There are many reasons why someone may be emotionally unavailable: they’ve been hurt in the past, they’re still hung up on a past relationship, they haven’t healed their wounds from past heartbreak or they’re simply afraid of getting hurt, regardless of whether this fear stems from a past experience or not. Emotionally unavailable people like to hide behind excuses and generally don’t make room for someone other than themselves − they’re too busy, always working, not ready to move things around in order to fit some quality time into their busy schedule and not willing to accommodate others. When they finally do commit to shared time, they tend to fill it with activities, unable to just sit and talk. They’re keeping their opponent (whoever this may be) at arm’s length.
Emotionally unavailable people also have a tendency to deflect blame on someone else. Instead of listening to how you feel and creating a safe space for you to open up to them, they either criticise or point out your flaws or they simply brush off or dismiss your attempt to share your emotions, leaving you feeling inadequate and possibly even rejected.
Wanting to stay in control plays a huge part in being emotionally unavailable − you can’t get hurt if you keep a firm grip on the course of the relationship, deciding just how far you’re willing to go. This presumed “safety” comes at a price though: building a wall around your heart may well keep the hurt out, but it also prevents joy and happiness, which an authentic emotional connection usually entails.
Dealing with an emotionally unavailable person can be very frustrating. As mentioned before, it makes you feel rejected, inadequate, unimportant, like your feelings and, by extension, you don’t matter. It also always makes me question my own behaviour when in fact, this is nothing but a complete waste of energy: people are always going to hear what they want to hear. Nothing more. If they’re unavailable, they’ve made up their mind long before you even open your mouth to talk to them. There’s no way to make them hear you, it’s like talking to a wall − a complete waste of breath!

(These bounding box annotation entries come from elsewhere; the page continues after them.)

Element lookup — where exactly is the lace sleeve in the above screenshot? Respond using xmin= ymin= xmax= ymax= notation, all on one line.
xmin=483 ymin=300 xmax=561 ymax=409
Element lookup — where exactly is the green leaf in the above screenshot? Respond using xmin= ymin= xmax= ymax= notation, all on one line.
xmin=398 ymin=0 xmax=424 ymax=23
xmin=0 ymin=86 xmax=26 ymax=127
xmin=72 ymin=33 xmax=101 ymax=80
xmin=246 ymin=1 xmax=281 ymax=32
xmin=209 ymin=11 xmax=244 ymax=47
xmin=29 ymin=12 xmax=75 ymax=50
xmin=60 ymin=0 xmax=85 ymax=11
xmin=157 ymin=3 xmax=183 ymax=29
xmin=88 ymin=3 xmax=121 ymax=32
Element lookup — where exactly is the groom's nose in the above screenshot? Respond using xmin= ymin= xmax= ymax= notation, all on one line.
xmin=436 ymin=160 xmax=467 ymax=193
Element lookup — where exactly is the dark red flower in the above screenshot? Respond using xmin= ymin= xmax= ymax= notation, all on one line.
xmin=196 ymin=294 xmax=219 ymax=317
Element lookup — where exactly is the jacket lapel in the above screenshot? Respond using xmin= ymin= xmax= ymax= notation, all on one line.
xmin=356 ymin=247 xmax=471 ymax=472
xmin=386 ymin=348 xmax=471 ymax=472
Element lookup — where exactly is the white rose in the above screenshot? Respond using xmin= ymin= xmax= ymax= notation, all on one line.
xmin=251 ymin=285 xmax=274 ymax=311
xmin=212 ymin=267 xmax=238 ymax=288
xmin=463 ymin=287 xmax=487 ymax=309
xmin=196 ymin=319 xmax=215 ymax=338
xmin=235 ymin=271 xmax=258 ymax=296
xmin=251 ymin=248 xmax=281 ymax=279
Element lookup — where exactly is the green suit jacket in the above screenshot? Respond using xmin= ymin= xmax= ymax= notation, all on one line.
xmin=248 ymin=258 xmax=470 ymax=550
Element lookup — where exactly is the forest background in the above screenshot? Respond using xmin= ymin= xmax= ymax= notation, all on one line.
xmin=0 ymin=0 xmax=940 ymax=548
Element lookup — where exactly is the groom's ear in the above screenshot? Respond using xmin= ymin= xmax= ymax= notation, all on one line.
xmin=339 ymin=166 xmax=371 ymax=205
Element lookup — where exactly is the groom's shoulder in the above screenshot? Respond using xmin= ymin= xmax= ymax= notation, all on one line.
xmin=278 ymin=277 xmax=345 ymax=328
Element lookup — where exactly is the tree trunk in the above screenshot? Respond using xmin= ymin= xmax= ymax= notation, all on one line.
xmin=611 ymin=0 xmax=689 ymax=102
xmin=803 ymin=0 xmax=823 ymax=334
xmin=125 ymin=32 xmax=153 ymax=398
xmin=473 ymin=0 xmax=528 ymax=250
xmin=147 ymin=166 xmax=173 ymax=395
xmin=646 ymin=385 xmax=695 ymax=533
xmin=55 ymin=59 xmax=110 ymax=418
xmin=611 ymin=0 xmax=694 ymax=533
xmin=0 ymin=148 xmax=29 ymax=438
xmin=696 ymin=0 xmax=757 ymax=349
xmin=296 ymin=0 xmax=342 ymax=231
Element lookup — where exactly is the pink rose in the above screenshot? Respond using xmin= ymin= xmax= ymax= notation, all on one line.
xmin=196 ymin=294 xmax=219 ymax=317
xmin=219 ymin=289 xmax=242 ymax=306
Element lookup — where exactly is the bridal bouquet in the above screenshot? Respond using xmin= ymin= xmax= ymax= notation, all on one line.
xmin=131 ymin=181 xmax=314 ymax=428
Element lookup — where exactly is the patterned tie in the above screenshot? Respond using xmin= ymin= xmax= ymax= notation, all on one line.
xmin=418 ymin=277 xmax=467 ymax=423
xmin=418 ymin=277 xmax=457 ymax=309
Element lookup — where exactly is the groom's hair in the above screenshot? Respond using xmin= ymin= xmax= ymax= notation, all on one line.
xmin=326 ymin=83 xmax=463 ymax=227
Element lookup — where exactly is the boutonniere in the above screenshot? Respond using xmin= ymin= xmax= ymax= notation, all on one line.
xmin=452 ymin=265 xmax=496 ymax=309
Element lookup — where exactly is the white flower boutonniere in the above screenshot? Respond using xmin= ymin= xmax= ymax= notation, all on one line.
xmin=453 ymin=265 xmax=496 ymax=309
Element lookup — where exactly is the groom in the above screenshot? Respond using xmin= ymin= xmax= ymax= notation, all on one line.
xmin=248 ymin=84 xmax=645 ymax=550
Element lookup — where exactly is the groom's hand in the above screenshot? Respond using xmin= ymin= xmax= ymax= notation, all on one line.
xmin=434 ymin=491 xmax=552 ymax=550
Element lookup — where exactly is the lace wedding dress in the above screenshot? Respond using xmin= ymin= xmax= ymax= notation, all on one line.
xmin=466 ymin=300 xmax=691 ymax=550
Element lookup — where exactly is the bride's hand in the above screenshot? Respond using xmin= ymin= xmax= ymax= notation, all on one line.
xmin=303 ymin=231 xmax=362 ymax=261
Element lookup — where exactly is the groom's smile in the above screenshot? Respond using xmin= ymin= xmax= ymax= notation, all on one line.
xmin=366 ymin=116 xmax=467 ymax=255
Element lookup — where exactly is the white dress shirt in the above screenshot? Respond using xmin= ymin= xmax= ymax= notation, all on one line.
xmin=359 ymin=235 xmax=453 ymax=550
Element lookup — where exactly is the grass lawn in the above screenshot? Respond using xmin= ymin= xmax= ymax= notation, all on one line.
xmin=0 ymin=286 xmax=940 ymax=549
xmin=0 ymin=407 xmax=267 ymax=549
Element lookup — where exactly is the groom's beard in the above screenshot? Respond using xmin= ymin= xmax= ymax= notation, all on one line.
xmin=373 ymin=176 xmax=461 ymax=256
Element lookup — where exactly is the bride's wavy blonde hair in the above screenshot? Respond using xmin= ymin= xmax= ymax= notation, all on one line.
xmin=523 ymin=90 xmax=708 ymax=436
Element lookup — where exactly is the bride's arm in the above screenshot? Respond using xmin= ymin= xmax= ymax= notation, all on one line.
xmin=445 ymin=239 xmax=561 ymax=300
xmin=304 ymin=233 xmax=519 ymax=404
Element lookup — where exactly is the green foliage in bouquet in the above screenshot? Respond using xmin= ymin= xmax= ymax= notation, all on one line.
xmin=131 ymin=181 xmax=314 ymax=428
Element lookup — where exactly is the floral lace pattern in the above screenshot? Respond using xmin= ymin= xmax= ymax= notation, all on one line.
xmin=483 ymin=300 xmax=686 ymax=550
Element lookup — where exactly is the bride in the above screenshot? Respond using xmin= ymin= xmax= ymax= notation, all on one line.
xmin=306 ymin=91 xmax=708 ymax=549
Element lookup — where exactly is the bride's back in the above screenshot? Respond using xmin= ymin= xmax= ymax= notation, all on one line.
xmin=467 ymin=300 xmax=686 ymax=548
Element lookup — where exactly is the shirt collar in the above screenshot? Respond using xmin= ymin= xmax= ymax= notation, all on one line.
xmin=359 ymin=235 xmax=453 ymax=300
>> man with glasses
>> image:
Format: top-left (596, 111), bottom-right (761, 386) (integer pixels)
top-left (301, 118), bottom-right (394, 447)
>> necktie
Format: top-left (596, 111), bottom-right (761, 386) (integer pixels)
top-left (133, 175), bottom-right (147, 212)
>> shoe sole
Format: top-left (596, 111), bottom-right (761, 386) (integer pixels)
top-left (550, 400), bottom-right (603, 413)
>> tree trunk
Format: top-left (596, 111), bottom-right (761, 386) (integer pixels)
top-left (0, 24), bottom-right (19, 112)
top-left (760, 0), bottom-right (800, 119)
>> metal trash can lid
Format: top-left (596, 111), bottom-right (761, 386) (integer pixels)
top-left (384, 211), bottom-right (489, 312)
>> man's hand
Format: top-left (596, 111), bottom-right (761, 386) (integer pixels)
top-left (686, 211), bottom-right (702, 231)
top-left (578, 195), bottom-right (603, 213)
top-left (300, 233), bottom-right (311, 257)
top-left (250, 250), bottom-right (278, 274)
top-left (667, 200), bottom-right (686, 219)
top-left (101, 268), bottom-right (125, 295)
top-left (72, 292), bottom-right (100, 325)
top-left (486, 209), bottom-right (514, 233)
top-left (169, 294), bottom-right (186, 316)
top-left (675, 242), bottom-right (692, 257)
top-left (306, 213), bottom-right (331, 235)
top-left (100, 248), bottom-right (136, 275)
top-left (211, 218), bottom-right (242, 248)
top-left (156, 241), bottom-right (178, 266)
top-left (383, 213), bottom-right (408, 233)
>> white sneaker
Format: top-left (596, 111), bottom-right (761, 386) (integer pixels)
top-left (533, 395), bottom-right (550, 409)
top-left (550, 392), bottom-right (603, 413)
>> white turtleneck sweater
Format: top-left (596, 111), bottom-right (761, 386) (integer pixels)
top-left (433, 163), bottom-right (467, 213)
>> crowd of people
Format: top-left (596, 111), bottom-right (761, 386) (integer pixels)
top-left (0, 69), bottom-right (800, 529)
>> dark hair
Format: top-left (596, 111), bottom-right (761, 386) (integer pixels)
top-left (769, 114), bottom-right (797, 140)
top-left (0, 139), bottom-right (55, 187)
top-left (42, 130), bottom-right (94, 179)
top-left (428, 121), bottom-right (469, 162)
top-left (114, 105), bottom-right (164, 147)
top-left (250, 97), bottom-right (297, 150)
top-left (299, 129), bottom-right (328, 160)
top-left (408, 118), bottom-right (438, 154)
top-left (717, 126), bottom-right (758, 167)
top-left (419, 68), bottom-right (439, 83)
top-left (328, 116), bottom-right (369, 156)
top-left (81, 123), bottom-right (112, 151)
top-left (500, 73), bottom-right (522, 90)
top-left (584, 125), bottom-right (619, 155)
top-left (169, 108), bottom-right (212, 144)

This is particularly frustrating when you’re completely hooked on the emotionally unavailable person, meaning that you genuinely care about them and you just want them to come out of their shell and to hear and see you for what you are, to really connect with you, BUT there’s no friggin way to make them. Aaaaaarghhhh.
I’m gonna be so bold and call myself an expert of emotional unavailability, given that I’ve been emotionally unavailable for big chunks of time during my twenties. Interestingly, I’ve rarely closed off completely − I chose to pursue a mix of opening up and hiding away, which I have previously described as the “push & pull back dance”. I never typically had major issues with opening up to people but I’ve been known to freak out and retreat to a safer distance when things started to get more serious. Luckily, I’m smarter now and therefore usually manage to detect my own bullsh*t in due time, thus giving me the opportunity to tell people what’s going on and reassure them that I’m working on it − this is where things can get even trickier IF the person I try to explain this to is emotionally unavailable… Believe me, the struggle is real 😀 !
While I was doing a little bit of research in order to be able to write this post, the following piece of advice struck a nerve:
If you keep getting hooked on emotionally unavailable people, this may disguise your own problem, thus keeping you in denial of your own unavailability.
Food for thought: before labeling other people as emotionally unavailable (which is what an unavailable person would do, remember − deflect blame!), make sure that you’re emotionally available yourself. You can’t expect others to be available if you’re closed off.
As you can see, emotional availability is a bit more complicated than it might seem at first and I sincerely hope I didn’t lose you along the way − kudos if you made it this far!
What are your thoughts on emotional (un-)availability? Feel free to share your experiences below!
* BTW = By the way
** This expression probably didn’t exist but I felt like somebody needed to start using it − you’re welcome, world.